Toney finds inspiration in a colder kind of studio. [Photo] Courtesy Joseph Toney

Backcountry Magazine: What is your background in mountain art?

Joseph Toney: I first got into creative design work and painting after knee surgeries in high school and college left me with a lot of downtime. I couldn’t ski for a year, so I picked up design work and then thought the best output would be to put my art on skis. I then went to school for painting and graphic design and after interning and then working for Teton Gravity Research and going back to school, I was lucky enough to get a job with Armada. I was able to turn my senior design products into commercial products for them.

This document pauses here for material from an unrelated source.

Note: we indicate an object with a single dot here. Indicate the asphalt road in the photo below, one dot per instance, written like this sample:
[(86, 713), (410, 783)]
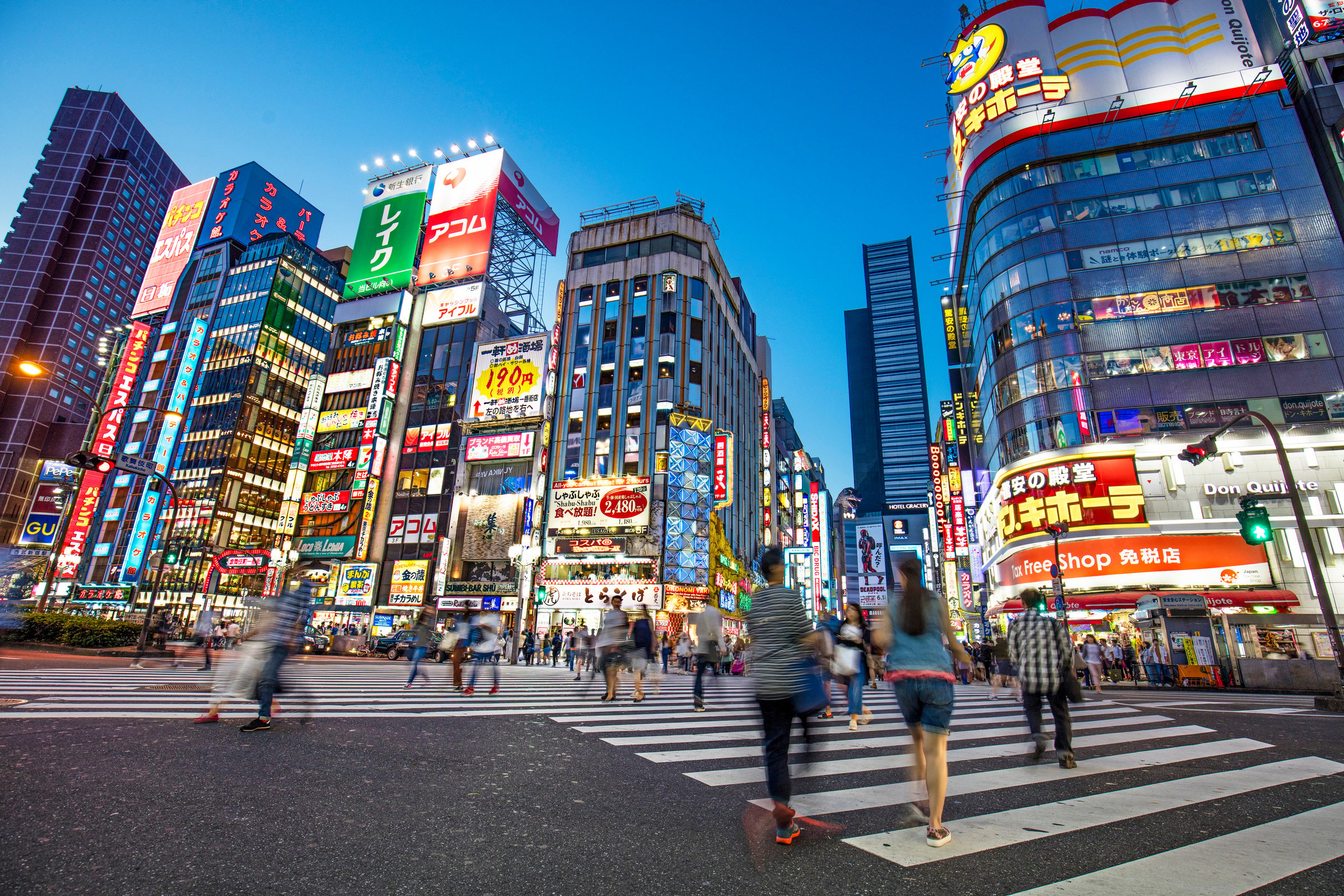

BCM: What would describe you style as?

JT: I’ve got a pretty heavy, cubist influence mixed with traditional Japanese painting and print styles. It’s definitely easy to see my graphic design background through my paintings and at first glance, some of them look digitally made even though they’re all hand painted. With the cubist approach, it’s about amassing several viewpoints into one abstracted depiction. It’s like an abstracted scientific study of a mountain where I’ll use certain curved lines or straight lines to represent different parts of the mountain such as snow, rocks or different slopes. 

BCM: What message are you trying to convey with this style? 

JT: I want to recreate this sense of liveliness and energy that I get when I’m spending time in the mountains. That helps bring a sense of energy into a 2D plane which is often static. offices, Park City, Utah

BCM: How has your art changed since you left Armada? 

JT: It’s really interesting to take something you’ve been doing for so long and make it a career. I’ve been working in this cubist style for six years, but this style has been on the backburner because of my design job. And now that I don’t have anything else going on, my art is my main focus and I’ve been able to move into a dedicated 600-square-foot studio in Salt Lake. It’s been amazing to see how fast this style has evolved and how fine-tuned my art has become in six months. 

BCM: What’s your process of creating these works?

JT: Every project is a little different. I draw my direct inspiration from being in the mountains. When I’m skiing, mountain biking or backpacking, I’ll take a bunch of reference images and mental pictures and create a memory landscape from my experiences. I’ll then go to the drawing table or the computer and recreate those memories from the day. From there I’ll create the piece with a cubist approach where I’ll include multiple viewpoints of the same place within the 2D image. It’s about creating a multifaceted image you can’t see through one photograph. 

Mt. Olympus, acrylic and resin on wood 

BCM: How does your art cater to the backcountry?

JT: In my works, I want snowboarders and skiers to recognize the small points of interest I include like places they’ve been that the average person wouldn’t know. When I’m painting a specific mountain, I really like to create these specific nods to backcountry skiers or hikers who have experienced a range and know it well. It’s usually a small couloir or cliff that I’ve honed in on in detail so that if you’ve spent time there you can find subtle nuances that a less familiar viewer wouldn’t automatically see. 

Templin Family Brewing mural. Salt Lake City, Utah

BCM: What’s next for you as an independent artist?

JT: I’m still trying to figure out the full-time artist thing, but I’ve already got a couple of big mural projects in the works and will hopefully keep working with a gallery in Telluride. I’m also looking at some art residencies in mountain towns to develop my style even more, but most of all, I hope to stay in the mountains.